Nobody Is Responsible For Your Emotions Except You – by Chris Cade
A while back on Facebook, I wrote this comment:
“Nobody is responsible for your own sadness except for you. Nobody is responsible for your fear except you. You are the only person responsible for any and all of your emotions… positive, negative, and everything in between.”
To which James inquisitively replied:
“Would you have said this to the holocaust victims being pushed into the ovens?”
In my experience, a deep need for understanding the Truth sometimes compels me to look at the extreme situations and see if a “truth” or “teaching” can be applied. In that way, this question really lands well with me at a heartful level.
After all, if a teaching can't hold up under intense scrutiny, how can we trust the teaching or expect it to be applied in our own lives?
My Present thoughts on this are:
Those people, in those situations (no matter how extreme) are ultimately responsible for their own emotions. We only need study the works of Viktor Frankl, Wild Bill Cody, or Anne Frank to see evidence of people who knew that their circumstances could direct their attention and emotions, yet they themselves were ultimately responsible for their emotions.
That said, we do have very clear biological / instinctual energies that can show up as emotions in our bodies (and thus hijack our brain functioning). For example, the threats of fear to our physical safety. This is a biological response which lasts, at a minimum, 6 seconds — unless we take responsibility for that experience and choose to take conscious control of it (such as through breathing).
If we step into conscious awareness, we can end those hormone cycles more quickly. If we allow the cycle to go unconscious, our body will continue to flood with stress hormones about every 6 seconds. When we're stressed out, the most important thing we can do is take a deep breath and do something, anything, to gain distance from the difficult emotion.
I also feel that taking any teaching out of context is a disservice to the teaching. What I mean by this is that while I absolutely do believe (and this is having been through my own horrifying Dark Night of the Soul) that we are each responsible for our own emotions, I would not speak that to people in extreme situations (such as the Holocaust) unless the Present Moment called for it. My words (if any) would likely be oriented more towards direct expressions of compassion.
It's important to remember that my primary orientation is towards being Present and in the moment. From this place, the Truth will arise.
Therefore, while hypothetical situations can be very helpful to understand teachings – exploring those hypothetical situations cannot ever be considered a remotely accurate substitute for personal and direct experience.
This is why I say that in the situation described, I don't fully know how I would respond.
Would I have words?
Maybe. Maybe not.
Would they be a teaching on emotions?
Probably not. But they could be.
After all, what if I were sitting with Anne Frank or Viktor Frankl?
Or somebody similar who was already oriented towards taking responsibility for his/her emotions, but perhaps just wasn't quite in that space or needed a little support to re-orient back towards self awareness?
I can't know these things in advance.
I can only know that when I am totally Present, and oriented towards compassion, the Truth will arise as needed. In this way, what I might say to one person in that situation could be a total 180 from what I'd tell another person in that situation.
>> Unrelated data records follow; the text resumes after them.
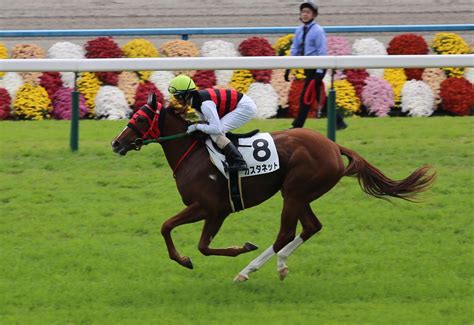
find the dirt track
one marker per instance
(90, 14)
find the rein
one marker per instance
(167, 138)
(154, 117)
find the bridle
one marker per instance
(155, 119)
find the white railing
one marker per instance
(234, 63)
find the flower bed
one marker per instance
(413, 92)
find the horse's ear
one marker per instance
(152, 100)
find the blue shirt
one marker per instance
(315, 41)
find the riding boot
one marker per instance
(234, 159)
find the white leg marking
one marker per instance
(255, 264)
(286, 251)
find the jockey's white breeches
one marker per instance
(244, 112)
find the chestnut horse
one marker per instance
(310, 165)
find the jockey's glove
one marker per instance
(191, 128)
(287, 75)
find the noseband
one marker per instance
(155, 120)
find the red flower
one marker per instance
(102, 48)
(414, 73)
(407, 44)
(256, 46)
(294, 100)
(141, 95)
(51, 81)
(457, 95)
(264, 76)
(357, 78)
(5, 102)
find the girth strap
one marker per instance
(235, 191)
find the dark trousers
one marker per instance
(304, 109)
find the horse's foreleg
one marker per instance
(311, 226)
(191, 214)
(288, 224)
(211, 227)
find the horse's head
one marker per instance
(144, 125)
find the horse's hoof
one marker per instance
(240, 278)
(283, 273)
(250, 247)
(187, 262)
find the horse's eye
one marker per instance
(141, 119)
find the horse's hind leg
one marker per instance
(311, 226)
(211, 227)
(289, 220)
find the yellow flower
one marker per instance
(346, 97)
(140, 48)
(241, 80)
(3, 55)
(88, 85)
(396, 78)
(32, 103)
(449, 43)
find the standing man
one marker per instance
(310, 39)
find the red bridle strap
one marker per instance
(184, 157)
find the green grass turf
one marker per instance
(80, 235)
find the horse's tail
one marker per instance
(375, 183)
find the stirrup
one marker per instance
(237, 167)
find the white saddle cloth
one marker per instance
(259, 152)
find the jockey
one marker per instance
(222, 109)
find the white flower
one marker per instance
(66, 50)
(218, 48)
(111, 104)
(11, 81)
(162, 79)
(266, 99)
(417, 98)
(223, 77)
(370, 46)
(469, 75)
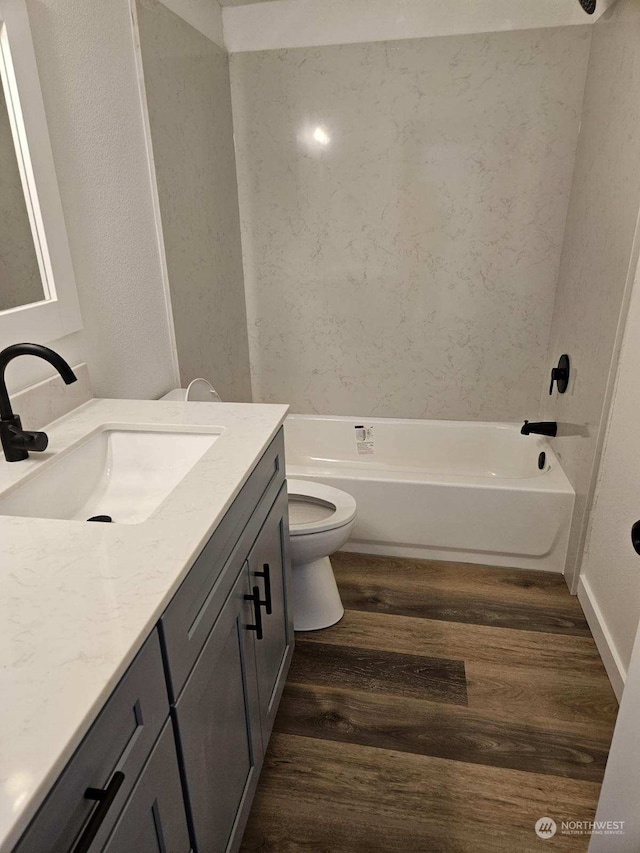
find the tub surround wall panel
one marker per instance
(204, 15)
(598, 255)
(403, 260)
(305, 23)
(189, 102)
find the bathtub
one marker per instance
(440, 490)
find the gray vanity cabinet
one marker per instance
(269, 568)
(154, 820)
(172, 762)
(218, 725)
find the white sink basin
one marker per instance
(120, 472)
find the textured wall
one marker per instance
(403, 260)
(20, 281)
(610, 564)
(88, 74)
(189, 102)
(598, 248)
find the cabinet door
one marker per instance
(270, 570)
(218, 725)
(154, 818)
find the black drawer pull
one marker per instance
(105, 798)
(266, 574)
(255, 597)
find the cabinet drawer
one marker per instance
(188, 619)
(218, 724)
(121, 739)
(154, 818)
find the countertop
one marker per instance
(78, 600)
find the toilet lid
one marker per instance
(314, 507)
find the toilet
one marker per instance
(320, 522)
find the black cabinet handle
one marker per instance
(255, 597)
(266, 574)
(105, 798)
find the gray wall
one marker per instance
(405, 262)
(20, 281)
(88, 74)
(189, 103)
(597, 256)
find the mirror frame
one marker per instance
(58, 314)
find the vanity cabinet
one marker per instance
(154, 818)
(172, 762)
(269, 569)
(109, 761)
(218, 725)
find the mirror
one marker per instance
(20, 277)
(38, 297)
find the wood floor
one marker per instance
(452, 707)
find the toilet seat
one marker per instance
(322, 507)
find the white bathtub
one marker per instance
(442, 490)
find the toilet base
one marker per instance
(316, 600)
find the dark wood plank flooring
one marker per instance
(452, 707)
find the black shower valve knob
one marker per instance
(560, 375)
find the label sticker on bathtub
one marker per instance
(364, 440)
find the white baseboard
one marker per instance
(608, 652)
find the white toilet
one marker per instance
(320, 522)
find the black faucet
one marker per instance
(549, 428)
(17, 442)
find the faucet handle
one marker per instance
(560, 374)
(24, 439)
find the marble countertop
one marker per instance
(78, 600)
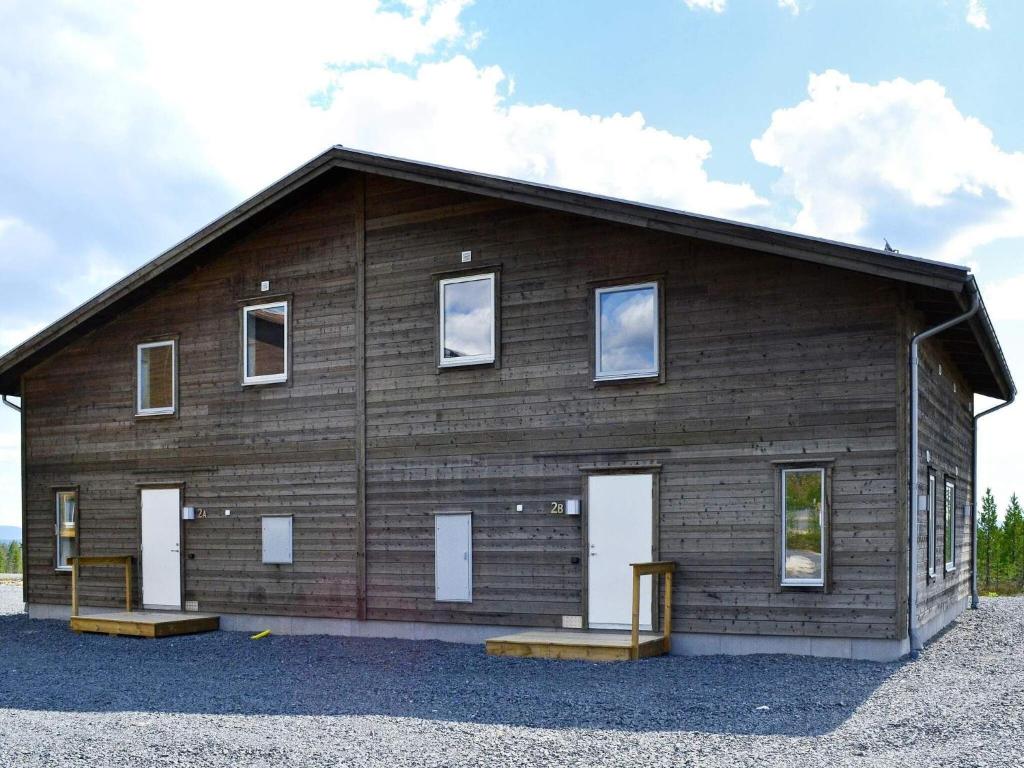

I am reminded of a wonderful Zen Buddhist story…
“The Most Important Teaching” – Author Unknown
A renowned Zen master said that his greatest teaching was this: Buddha is your own mind.
So impressed by how profound this idea was, one monk decided to leave the monastery and retreat to the wilderness to meditate on this insight. There he spent 20 years as a hermit probing the great teaching.
One day he met another monk who was traveling through the forest. Quickly the hermit monk learned that the traveler also had studied under the *same* Zen master:
“Please, tell me what you know of the master's greatest teaching.”
The traveler's eyes lit up:
“Ah, the master has been very clear about this. He says that his greatest teaching is this: Buddha is NOT your own mind.”